Tell us stories user.
Tell us about the Nigs.
I'd also like to hear about the gypsies if the stories are good

>go to see zootopia on a $5 tuesday
>theater is fucking PACKED
>free spot near the front, in a weird row so its literally just one chair
>my lucky ass, being seperated from my family, sits there because i fucking hate being crowded and all of the end seats are taken
>30 fucking minutes into the movie, enter nig nog family
>this family proceeds to yell and scream at me and the two people in front of me to try and get the row for nig nog family
>spends 20 fucking minutes screaming, to the point where they fucking stop the movie and have a person come in
>the entire thing, these people are fucking staring down my back, breathing down my fucking neck, eye fucking me.
>nig nog kids legit steal the fucking bowl of popcorn i bought and start eating it and throwing it fucking everywhere
>guy from the theater comes in after they pause the movie
>nig nog family tries screaming that we (me and the people in front of me) stole their spots when they went to get food, even though they hadnt gotten there till a good 1/4th through the movie
>proceed to get their asses banned from the theater for shoving the guy on top of me after he said he would give them free tickets to the next showing (literally 10 minutes from then in another room)
>Guy from the theater is apologizing to me, I tell him its no problem, thank him for helping me out. He's a cool guy and gets me free tickets for another movie, as well as a free large popcorn and soda (had fucking spilled everywhere when he got shoved. The suit he wears was covered in it. (marcus has a suit uniform. kinda cool))
>Finish watching zootopia, go back the next day to catch deadpool again when literally no one was there. Ended up watching the whole movie with the guy from the theater. Never got his number.

> be me
> be 12
> feel rly cool for watching "horrormovie"
> cloverfield
> get nightmares
> bc movie was so shitty

>Movie night at local shitty second run theater. In the lobby and there's a dozen tards with tardwrangler that looks overwhelmed. Tards are clearly super excited about movie. Avengers.

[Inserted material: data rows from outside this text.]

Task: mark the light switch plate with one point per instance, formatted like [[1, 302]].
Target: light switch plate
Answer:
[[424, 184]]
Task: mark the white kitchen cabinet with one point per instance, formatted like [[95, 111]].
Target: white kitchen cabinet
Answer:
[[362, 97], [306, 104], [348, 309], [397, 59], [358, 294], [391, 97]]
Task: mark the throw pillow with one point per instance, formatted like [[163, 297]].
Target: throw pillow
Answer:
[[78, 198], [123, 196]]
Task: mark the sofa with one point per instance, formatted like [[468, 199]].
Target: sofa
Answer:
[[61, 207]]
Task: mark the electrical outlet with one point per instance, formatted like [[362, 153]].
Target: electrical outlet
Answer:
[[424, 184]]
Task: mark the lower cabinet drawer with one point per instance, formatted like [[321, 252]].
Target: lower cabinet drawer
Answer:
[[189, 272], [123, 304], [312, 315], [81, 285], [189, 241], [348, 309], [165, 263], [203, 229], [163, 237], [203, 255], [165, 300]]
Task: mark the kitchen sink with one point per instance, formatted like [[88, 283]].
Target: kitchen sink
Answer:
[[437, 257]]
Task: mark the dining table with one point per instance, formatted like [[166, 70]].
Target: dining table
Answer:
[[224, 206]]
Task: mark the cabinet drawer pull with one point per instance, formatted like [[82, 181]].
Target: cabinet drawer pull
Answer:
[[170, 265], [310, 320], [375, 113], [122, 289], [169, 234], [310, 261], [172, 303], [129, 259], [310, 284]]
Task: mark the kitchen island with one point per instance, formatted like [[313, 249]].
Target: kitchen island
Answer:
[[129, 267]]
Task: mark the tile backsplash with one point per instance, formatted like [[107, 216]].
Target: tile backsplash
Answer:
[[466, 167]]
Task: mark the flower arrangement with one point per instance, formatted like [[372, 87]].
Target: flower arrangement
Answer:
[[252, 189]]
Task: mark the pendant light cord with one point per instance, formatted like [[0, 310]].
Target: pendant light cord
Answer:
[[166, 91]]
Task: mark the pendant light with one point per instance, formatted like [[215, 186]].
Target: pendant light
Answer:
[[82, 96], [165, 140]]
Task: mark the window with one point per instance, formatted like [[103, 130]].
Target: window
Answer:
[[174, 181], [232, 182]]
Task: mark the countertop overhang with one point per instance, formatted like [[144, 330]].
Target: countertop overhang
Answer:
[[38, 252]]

>Tard #4 (I numbered them) breaks from the pack with his bucket of popcorn and approaches the butter flavor pump. Tardwrangler busy wrangling other hypertards. Can already tell disgonnabegood.

>Tard starts pumping the shit out of it and doesn't stop. Pump pump pump pump like 15 pumps so far. No signs of slowing down. I am already holding in laughter.

>He keeps pumping. It's ridiculous now. Has to be like 50 pumps of butter oil stuff into the bucket. He won't stop. I am tearing up now and can't look away. Holy shit. How long before tardwrangler notices?

>She notices.

>Goes over and get him. He seems ok with that until she notices how much buttersubstance he put on his popcorn. He already has a handful of soggy buttercornwad in his hand and is trying to eat it. She starts to take bucket away. Bad move.

>Tard flips out and tries to pull bucket back except bucket is soaked with buttershit and tears apart in yellow soggy popcorn disaster. Gets all over her + tard + several nearby moviegoers.

>Tardwrangler has had it. Lets out a world class "FUCK!" Buttertard is freaking the fuck out trying to pick up his soggy popcorn. Other tards in various states of hysteria. Crying, laughing, scratching crotches. Other butter covered bystanders are trying their hardest not to punch the lady.

>Funniest shit I ever saw.

do these things only exist in the states? i live in germany and I've never seen a group of tards anywhere in public.

No, all the concessions are jacked up. A fucking soda costs $5 and it cost them pennies to pour. Candy is a joke.

No idea. Amerifat here, havent seen anything like that. Usually its just the people working concessions putting in butter using an automatic spout or something.

You sound like an unsavory type

...what??? NONE of that made sense

Goddamn nightmare fuel

There you are the first 30 minutes getting into a movie, and then that shit goes down

you're a faggot.

Honestly I would have been less of a problem if it had been like.. 2 minutes in, but I was all comfortable and shit and I was just ready to enjoy this movie that a lot of people were talking about. Zootopia was pretty good though.